J Laryngol Otol. 1994 May;108(5):380-2. doi: 10.1017/s0022215100126866.
Tinnitus produced by synchronous repetitive contraction of the middle ear muscles (middle ear myoclonus) is a rare condition. We present six cases of middle ear myoclonus in whom different management regimes were successful. In two patients, the tinnitus was controlled by conservative measures. In one patient, whose tinnitus was associated with blepharospasm, significant improvement occurred following botulinum toxin injection into the ipsilateral orbicularis oculi. Three patients were cured by tympanotomy with stapedial and tensor tympani tendon section. The aetiology of this type of myoclonus remains unclear. The diagnosis is based on the history of involuntary and rhythmic clicking or buzzing tinnitus which is invariably unilateral. The primary differential diagnosis is palatal myoclonus whilst other local aural pathologies must be excluded by careful clinical assessment. Surgical section of these muscles via tympanotomy brings guaranteed relief when conservative measures fail.

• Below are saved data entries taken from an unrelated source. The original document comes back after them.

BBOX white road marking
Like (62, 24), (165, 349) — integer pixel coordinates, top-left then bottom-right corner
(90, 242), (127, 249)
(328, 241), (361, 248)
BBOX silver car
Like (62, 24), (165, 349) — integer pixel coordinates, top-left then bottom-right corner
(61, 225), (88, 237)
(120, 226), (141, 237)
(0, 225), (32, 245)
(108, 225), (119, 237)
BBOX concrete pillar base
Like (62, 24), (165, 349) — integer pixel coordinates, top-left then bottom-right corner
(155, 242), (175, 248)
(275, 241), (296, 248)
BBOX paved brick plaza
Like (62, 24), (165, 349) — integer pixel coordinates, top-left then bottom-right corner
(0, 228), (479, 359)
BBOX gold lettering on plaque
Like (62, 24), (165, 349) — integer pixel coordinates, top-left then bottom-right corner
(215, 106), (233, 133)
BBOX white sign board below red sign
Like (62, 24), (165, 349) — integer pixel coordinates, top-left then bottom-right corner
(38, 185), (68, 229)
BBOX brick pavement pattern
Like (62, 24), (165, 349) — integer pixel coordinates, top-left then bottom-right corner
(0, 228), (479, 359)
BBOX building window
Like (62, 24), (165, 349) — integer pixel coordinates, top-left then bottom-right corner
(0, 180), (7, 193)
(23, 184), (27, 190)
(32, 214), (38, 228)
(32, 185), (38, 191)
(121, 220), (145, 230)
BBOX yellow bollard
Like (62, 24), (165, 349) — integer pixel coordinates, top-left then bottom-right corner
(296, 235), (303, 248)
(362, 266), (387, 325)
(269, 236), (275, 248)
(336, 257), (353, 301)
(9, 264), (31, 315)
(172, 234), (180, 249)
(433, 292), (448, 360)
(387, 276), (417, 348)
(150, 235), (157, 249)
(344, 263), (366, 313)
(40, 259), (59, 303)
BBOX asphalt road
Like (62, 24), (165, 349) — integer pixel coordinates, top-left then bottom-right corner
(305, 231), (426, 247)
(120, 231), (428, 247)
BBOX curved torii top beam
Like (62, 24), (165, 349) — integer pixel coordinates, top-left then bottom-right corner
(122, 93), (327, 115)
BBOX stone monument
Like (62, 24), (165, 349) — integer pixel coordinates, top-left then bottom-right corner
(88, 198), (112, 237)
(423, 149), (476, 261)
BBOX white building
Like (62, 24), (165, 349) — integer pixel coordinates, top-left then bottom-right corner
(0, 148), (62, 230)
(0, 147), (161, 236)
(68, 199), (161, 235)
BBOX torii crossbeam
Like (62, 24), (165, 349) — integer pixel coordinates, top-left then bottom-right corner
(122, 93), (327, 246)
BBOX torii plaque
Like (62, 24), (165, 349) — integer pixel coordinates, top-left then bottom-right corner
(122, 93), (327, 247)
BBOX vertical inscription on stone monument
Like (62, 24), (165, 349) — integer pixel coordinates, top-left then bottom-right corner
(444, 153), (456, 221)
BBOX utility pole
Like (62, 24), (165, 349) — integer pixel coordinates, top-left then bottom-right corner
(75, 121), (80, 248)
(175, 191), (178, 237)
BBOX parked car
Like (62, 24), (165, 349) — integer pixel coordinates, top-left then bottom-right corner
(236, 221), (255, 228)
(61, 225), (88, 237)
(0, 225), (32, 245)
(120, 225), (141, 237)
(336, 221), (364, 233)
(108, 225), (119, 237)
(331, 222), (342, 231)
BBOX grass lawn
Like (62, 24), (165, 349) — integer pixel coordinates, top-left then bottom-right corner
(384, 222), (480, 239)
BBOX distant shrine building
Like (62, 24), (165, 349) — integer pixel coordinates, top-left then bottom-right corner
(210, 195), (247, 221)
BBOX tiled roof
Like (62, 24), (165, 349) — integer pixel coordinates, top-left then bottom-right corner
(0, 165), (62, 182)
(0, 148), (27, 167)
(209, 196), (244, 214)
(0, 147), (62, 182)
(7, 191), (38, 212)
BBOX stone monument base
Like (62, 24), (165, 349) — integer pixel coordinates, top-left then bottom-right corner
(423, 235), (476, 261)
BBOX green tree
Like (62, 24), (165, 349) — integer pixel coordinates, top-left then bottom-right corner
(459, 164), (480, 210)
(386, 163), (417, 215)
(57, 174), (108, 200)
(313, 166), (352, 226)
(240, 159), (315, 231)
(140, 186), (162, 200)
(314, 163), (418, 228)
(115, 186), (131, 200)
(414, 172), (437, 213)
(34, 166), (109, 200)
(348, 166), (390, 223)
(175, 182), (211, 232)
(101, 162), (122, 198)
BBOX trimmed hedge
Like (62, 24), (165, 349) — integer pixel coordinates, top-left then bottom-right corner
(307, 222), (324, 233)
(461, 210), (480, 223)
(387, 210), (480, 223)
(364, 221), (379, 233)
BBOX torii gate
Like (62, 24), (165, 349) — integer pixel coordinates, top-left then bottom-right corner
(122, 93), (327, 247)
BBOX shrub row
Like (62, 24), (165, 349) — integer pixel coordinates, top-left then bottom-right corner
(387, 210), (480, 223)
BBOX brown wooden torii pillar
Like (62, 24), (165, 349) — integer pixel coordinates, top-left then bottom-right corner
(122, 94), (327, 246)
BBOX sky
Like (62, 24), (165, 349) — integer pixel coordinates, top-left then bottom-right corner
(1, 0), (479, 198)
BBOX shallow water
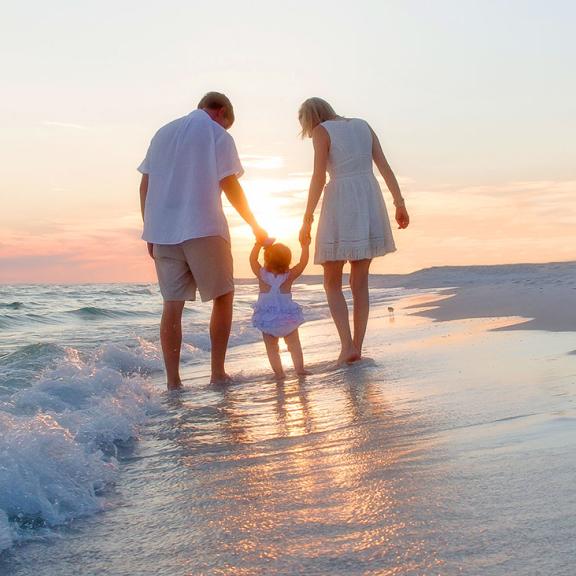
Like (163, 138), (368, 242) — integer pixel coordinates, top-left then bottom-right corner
(1, 270), (576, 574)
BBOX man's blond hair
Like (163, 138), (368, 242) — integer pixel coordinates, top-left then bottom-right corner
(197, 92), (235, 125)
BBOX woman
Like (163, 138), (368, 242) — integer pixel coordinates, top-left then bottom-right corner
(298, 97), (409, 364)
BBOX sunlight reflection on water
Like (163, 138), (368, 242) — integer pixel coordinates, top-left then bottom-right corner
(152, 366), (444, 575)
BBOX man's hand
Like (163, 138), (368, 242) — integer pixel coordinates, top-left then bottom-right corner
(147, 242), (154, 259)
(252, 224), (268, 244)
(395, 205), (410, 229)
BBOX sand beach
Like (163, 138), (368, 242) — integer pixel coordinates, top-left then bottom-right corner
(0, 262), (575, 575)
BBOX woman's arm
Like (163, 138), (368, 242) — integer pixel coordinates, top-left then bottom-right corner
(249, 242), (262, 277)
(300, 126), (329, 243)
(370, 127), (410, 229)
(289, 241), (310, 281)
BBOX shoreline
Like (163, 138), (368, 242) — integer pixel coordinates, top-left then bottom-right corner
(2, 269), (576, 574)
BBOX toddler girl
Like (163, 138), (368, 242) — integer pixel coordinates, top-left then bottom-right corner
(250, 239), (310, 378)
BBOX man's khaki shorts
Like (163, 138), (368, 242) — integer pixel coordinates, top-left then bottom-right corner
(153, 236), (234, 302)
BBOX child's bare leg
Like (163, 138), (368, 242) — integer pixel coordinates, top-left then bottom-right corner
(284, 330), (310, 375)
(263, 333), (285, 378)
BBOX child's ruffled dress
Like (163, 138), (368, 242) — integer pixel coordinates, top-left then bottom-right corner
(252, 269), (304, 337)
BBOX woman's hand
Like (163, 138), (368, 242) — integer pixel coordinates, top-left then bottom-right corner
(395, 205), (410, 229)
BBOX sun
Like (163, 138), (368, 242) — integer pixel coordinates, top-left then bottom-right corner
(233, 177), (308, 243)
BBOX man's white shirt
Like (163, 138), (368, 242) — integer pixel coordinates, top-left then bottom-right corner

由中耳肌肉同步重复性收缩(中耳肌阵挛)产生的耳鸣是一种罕见病症。我们报告了6例中耳肌阵挛患者,采用不同的治疗方案均取得成功。2例患者的耳鸣通过保守措施得到控制。1例患者的耳鸣与眼睑痉挛相关,向同侧眼轮匝肌注射肉毒杆菌毒素后有显著改善。3例患者通过鼓室切开术切断镫骨肌和鼓膜张肌腱而治愈。此类肌阵挛的病因仍不清楚。诊断基于非自愿性和节律性咔嗒声或嗡嗡声耳鸣的病史,且耳鸣总是单侧性的。主要鉴别诊断是腭肌阵挛,同时必须通过仔细的临床评估排除其他局部耳部病变。当保守措施失败时,通过鼓室切开术对这些肌肉进行手术切断可确保缓解。